Do a little twirl, make her close her eyes and turn widdershins – that’s counter-clockwise, it’s totally more mystical – something like that, and then… just step into the chasm, Rondeau.
“Uh, l need to, sorry, I need to hold your hands.” Rondeau expected some withering response, some, “Don’t touch me, killer,” business, but Marla nodded and put her dry cool hands in his. “Close your eyes.” He didn’t look to see if she obeyed, just closed his own and turned in the narrowness of the cell, almost like a slow dance, all the way around, three times, until they were facing the rear wall again, and then they took a step together, and another, and another… well past the point where they should have cracked their heads into stone.
/> “That’s exactly what B did, when he led me here,” Marla said. “It was while you were off being kidnapped or whatever. This place… it looks a lot worse than it did last time.”
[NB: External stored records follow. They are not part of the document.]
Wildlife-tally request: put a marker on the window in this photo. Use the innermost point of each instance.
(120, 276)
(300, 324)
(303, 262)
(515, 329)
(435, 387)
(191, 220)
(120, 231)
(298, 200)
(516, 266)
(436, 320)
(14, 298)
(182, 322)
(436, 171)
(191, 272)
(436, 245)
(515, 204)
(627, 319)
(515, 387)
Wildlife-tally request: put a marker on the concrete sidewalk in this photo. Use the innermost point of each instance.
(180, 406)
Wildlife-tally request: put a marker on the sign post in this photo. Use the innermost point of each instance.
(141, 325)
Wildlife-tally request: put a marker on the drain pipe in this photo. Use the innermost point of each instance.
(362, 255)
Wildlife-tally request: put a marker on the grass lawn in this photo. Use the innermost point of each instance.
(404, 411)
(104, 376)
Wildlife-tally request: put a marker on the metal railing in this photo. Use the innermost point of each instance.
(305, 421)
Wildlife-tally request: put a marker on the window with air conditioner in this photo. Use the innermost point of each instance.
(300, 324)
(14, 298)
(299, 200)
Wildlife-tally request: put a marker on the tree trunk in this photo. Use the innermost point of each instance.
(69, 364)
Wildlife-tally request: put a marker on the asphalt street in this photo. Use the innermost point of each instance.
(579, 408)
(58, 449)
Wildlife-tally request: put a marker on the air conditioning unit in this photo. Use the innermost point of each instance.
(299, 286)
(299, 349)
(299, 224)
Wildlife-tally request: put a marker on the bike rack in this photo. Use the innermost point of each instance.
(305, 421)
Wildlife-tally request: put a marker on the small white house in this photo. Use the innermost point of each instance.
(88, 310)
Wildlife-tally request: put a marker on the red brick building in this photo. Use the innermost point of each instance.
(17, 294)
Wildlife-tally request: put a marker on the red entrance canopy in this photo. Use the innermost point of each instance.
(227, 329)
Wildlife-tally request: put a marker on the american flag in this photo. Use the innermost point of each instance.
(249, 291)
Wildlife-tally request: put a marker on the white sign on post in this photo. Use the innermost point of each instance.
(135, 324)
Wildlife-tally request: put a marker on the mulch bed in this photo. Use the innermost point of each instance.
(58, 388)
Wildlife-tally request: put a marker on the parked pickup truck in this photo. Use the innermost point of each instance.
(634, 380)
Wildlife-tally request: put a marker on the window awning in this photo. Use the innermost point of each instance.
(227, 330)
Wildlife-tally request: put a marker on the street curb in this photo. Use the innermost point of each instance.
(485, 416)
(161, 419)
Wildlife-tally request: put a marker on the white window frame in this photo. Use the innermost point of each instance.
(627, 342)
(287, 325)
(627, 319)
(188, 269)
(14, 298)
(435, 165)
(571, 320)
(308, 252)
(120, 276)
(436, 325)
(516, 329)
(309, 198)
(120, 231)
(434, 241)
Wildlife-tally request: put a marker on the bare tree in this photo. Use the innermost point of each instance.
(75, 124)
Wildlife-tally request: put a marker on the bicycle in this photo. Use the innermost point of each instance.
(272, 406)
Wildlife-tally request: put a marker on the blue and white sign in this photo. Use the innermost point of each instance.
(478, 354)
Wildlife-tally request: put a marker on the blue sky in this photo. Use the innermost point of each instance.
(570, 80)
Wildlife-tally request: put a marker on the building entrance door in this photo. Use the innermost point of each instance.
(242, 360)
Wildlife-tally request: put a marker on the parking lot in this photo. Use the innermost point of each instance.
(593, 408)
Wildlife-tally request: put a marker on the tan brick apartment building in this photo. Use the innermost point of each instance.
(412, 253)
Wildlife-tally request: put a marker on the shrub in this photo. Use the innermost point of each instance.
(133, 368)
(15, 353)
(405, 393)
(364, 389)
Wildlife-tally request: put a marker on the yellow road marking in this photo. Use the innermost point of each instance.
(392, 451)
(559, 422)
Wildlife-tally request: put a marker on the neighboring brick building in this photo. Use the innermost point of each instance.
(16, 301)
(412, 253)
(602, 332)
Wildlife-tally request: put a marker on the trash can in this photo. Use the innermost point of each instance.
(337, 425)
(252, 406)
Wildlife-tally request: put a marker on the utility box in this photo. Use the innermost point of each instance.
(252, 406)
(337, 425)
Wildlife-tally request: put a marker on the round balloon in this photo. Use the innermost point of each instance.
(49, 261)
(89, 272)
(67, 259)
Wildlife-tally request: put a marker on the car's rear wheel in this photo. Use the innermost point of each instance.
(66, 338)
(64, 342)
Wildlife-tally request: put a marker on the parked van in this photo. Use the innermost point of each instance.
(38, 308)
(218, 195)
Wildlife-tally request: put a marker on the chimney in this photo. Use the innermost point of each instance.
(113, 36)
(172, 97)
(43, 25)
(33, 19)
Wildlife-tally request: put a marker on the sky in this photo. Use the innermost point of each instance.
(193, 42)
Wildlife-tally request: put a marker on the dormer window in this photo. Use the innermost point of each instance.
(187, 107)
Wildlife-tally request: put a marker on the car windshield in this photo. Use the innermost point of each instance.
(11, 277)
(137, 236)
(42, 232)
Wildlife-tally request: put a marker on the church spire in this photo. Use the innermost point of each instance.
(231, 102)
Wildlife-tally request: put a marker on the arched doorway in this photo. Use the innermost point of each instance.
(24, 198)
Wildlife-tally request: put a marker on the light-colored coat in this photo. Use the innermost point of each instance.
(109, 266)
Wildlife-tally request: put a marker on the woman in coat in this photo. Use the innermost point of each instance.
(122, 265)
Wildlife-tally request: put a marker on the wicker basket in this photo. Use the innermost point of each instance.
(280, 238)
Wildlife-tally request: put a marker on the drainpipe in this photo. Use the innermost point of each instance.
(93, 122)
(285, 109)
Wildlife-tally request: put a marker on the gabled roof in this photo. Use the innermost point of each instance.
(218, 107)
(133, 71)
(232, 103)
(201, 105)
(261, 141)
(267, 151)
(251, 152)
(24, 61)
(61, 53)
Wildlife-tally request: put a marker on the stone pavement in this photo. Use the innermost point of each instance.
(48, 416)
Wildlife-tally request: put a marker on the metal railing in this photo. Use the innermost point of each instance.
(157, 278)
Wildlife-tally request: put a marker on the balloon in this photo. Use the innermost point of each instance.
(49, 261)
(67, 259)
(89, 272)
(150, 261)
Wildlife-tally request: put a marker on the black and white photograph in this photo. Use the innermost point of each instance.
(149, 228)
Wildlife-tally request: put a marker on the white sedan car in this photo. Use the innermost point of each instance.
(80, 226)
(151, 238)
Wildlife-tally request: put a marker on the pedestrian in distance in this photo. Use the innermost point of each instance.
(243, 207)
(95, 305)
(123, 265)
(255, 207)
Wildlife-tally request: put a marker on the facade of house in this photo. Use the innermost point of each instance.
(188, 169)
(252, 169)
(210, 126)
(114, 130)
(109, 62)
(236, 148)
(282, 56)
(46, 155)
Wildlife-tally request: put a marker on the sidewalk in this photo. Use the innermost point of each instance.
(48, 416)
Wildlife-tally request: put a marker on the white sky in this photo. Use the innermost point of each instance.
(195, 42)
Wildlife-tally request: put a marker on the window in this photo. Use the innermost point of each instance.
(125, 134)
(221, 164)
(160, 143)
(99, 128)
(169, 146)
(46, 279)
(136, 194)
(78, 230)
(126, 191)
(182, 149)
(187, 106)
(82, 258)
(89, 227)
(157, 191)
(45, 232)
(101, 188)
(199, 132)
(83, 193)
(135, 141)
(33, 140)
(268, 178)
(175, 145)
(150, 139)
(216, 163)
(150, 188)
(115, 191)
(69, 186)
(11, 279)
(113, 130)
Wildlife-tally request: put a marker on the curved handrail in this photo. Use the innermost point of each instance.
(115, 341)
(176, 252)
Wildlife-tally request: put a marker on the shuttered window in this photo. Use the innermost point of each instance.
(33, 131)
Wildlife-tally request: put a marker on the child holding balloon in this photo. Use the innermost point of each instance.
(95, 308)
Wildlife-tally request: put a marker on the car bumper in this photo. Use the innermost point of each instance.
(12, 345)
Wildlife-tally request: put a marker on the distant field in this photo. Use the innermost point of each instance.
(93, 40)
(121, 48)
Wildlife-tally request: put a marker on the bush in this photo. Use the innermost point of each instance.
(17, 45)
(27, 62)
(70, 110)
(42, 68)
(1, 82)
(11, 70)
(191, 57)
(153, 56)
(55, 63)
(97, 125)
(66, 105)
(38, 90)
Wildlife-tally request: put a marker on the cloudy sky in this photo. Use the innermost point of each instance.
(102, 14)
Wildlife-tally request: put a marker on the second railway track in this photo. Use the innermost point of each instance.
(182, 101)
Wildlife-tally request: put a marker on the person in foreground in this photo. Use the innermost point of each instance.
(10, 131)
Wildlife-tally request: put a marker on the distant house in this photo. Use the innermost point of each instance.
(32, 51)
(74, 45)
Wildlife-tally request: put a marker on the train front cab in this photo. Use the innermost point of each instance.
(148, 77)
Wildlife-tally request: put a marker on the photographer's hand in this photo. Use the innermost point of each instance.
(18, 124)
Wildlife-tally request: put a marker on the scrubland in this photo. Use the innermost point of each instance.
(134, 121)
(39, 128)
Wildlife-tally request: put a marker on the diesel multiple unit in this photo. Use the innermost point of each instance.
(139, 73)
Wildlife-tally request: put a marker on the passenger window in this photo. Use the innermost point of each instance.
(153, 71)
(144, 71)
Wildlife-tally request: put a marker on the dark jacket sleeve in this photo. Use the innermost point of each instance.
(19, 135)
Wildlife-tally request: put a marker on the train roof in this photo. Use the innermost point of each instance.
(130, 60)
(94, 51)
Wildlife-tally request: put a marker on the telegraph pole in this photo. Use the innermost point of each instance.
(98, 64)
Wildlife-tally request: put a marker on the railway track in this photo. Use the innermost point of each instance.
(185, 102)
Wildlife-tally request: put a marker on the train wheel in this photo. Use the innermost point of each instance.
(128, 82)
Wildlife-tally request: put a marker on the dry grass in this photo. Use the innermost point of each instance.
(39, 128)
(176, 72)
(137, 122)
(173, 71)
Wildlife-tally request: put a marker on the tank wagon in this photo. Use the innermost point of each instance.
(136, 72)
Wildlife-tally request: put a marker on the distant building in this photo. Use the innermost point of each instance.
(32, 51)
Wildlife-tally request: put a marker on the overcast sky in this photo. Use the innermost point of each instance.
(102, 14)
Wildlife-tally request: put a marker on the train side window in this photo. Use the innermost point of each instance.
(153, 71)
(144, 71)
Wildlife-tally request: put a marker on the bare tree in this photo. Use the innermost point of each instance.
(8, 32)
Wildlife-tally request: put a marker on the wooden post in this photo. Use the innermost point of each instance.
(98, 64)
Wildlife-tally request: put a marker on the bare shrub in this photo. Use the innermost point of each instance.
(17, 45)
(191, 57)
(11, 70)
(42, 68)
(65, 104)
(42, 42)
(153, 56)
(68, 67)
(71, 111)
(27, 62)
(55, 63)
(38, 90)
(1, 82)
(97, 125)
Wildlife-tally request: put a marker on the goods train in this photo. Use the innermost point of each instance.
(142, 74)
Rondeau opened his eyes, and the cell was gone. They were in a long corridor wide enough to walk three abreast, with a wooden floor, wooden walls, and a wooden ceiling just a couple of feet above his head, all stained and moist and splintered and rotting, stinking like mushrooms and corpse flowers. There were windows like arrowslits at irregular intervals with pale light filtering in, and there was a hole in the floor as big around as a basketball not far from his feet; another couple of steps with his eyes closed and Rondeau might have plunged into it, and he didn’t think there would be any coming back from a fall like that.
Marla stepped forward, still holding one of his hands, and so Rondeau came with her, giving the hole a wide berth, glancing at it as he passed, seeing darkness down there but also faint bluish glimmers, like luminous fish far below the surface of a dying sea. The floor was a little springy and mushy underfoot. Not comforting. He wanted to look back, to confirm that there was a door or something leading out of this place, but wasn’t don’t look back one of those ancient mythic rules, right up there with stay on the path and don’t eat the apple? Rondeau tended to consider most rules distractions at best and bad jokes at worst, but he kept his eyes forward, because some things you didn’t screw around with.
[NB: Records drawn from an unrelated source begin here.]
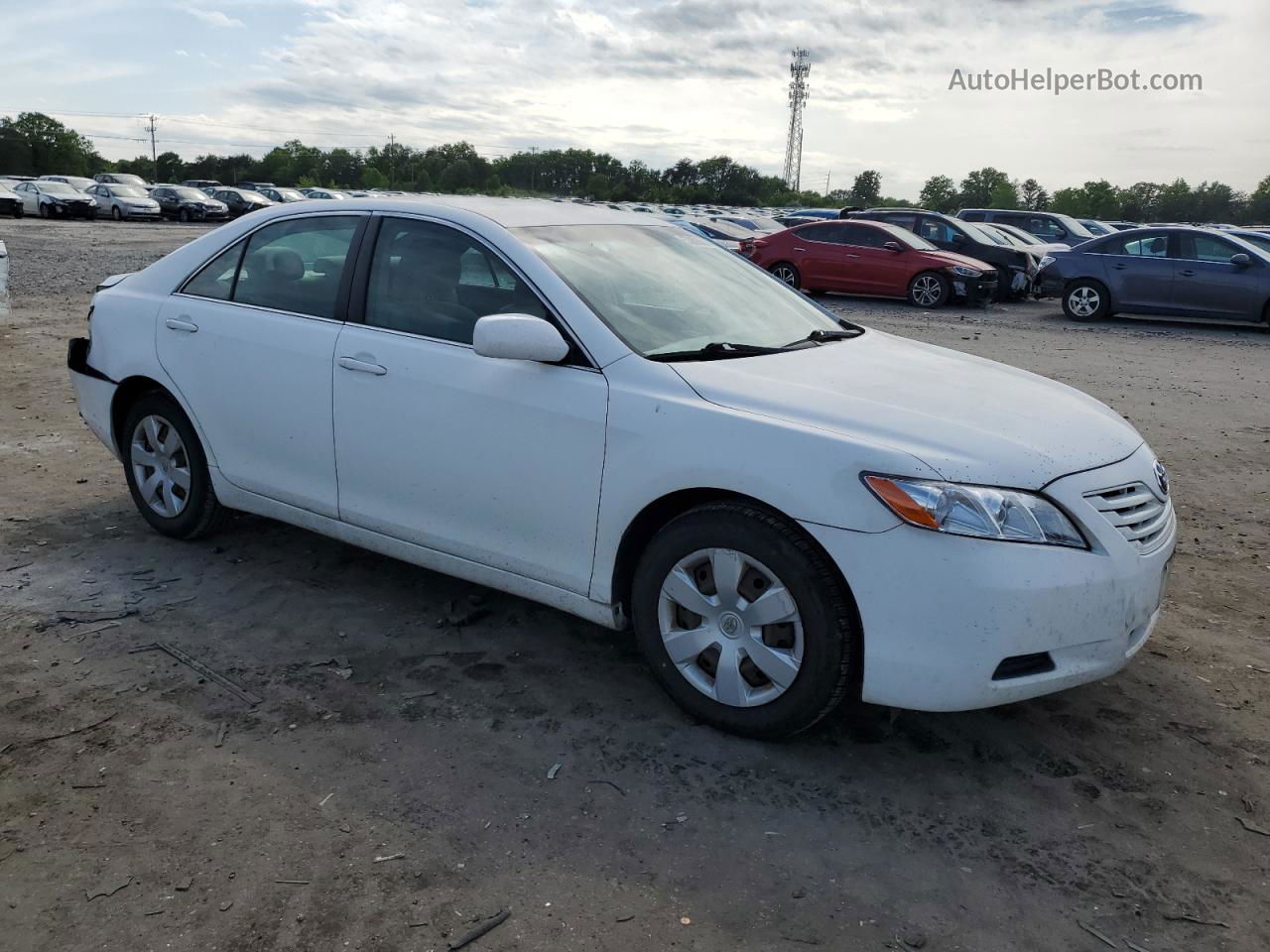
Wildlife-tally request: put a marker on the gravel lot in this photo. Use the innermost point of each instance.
(1137, 809)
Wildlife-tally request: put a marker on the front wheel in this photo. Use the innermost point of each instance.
(743, 621)
(786, 273)
(1086, 301)
(929, 290)
(167, 468)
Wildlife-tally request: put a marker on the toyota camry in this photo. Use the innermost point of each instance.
(612, 416)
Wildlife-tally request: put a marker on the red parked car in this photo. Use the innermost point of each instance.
(871, 258)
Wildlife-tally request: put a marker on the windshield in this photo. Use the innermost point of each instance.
(1074, 227)
(663, 290)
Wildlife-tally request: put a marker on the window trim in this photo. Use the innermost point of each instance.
(578, 356)
(345, 281)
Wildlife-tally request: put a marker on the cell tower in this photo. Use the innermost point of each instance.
(799, 68)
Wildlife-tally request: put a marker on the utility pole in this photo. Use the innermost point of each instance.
(154, 149)
(799, 68)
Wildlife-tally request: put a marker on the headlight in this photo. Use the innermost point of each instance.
(982, 512)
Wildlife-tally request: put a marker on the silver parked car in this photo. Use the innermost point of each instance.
(125, 202)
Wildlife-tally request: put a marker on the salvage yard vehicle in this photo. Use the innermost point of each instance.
(186, 203)
(608, 416)
(1048, 226)
(1175, 272)
(55, 199)
(10, 202)
(871, 258)
(1015, 267)
(123, 202)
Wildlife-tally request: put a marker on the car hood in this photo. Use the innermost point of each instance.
(953, 258)
(969, 419)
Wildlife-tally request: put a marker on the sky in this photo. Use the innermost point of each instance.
(658, 81)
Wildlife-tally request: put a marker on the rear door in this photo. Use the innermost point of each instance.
(820, 257)
(493, 461)
(1139, 272)
(1206, 282)
(249, 341)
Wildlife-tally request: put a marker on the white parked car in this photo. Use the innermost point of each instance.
(599, 412)
(125, 202)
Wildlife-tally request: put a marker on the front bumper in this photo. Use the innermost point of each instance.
(974, 291)
(943, 613)
(94, 393)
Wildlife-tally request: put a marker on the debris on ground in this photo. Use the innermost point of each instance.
(190, 661)
(108, 889)
(480, 930)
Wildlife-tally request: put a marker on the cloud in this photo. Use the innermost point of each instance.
(214, 18)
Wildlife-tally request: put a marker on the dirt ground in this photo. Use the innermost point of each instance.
(405, 803)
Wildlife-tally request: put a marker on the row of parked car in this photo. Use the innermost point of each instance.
(1214, 272)
(130, 197)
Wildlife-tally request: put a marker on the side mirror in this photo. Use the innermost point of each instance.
(518, 336)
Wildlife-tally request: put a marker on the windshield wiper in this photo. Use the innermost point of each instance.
(715, 350)
(820, 335)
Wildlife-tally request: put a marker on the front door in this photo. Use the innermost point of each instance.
(493, 461)
(249, 343)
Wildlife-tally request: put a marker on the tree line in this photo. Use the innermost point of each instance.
(35, 144)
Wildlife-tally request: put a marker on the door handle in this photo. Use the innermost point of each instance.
(352, 363)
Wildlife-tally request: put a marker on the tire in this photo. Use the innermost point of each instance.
(193, 511)
(788, 273)
(929, 290)
(816, 651)
(1086, 299)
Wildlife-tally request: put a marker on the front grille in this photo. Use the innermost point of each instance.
(1138, 513)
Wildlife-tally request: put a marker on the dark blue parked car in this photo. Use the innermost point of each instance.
(1173, 271)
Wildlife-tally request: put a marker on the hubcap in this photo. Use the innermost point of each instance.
(730, 627)
(1084, 301)
(928, 291)
(160, 466)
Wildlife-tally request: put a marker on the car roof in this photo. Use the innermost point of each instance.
(508, 212)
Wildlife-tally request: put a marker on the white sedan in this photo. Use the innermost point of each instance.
(608, 416)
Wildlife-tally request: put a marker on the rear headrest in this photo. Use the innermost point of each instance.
(277, 264)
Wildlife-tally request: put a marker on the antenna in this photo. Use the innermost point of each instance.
(799, 68)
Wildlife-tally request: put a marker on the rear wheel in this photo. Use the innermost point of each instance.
(1086, 299)
(743, 621)
(167, 468)
(929, 290)
(786, 272)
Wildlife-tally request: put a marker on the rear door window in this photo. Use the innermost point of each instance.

The corridor took some sharp turns, the boards under their feet creaking alarmingly, and it reminded Rondeau of walking down a street where the sidewalk was torn up and a new wooden sidewalk had been erected with scaffolding all around – a temporary, haphazard, this-is-the-best-we-can-do feeling, and it was pretty troubling to have that feeling in a place that was literally where something like a god dwelt.
Sometimes they passed short side hallways that terminated in doors. Just ordinary looking doors, with tarnished brass knobs. Not locked or anything. Rondeau didn’t even think about thinking about what might happen if he tried to open one of those doors.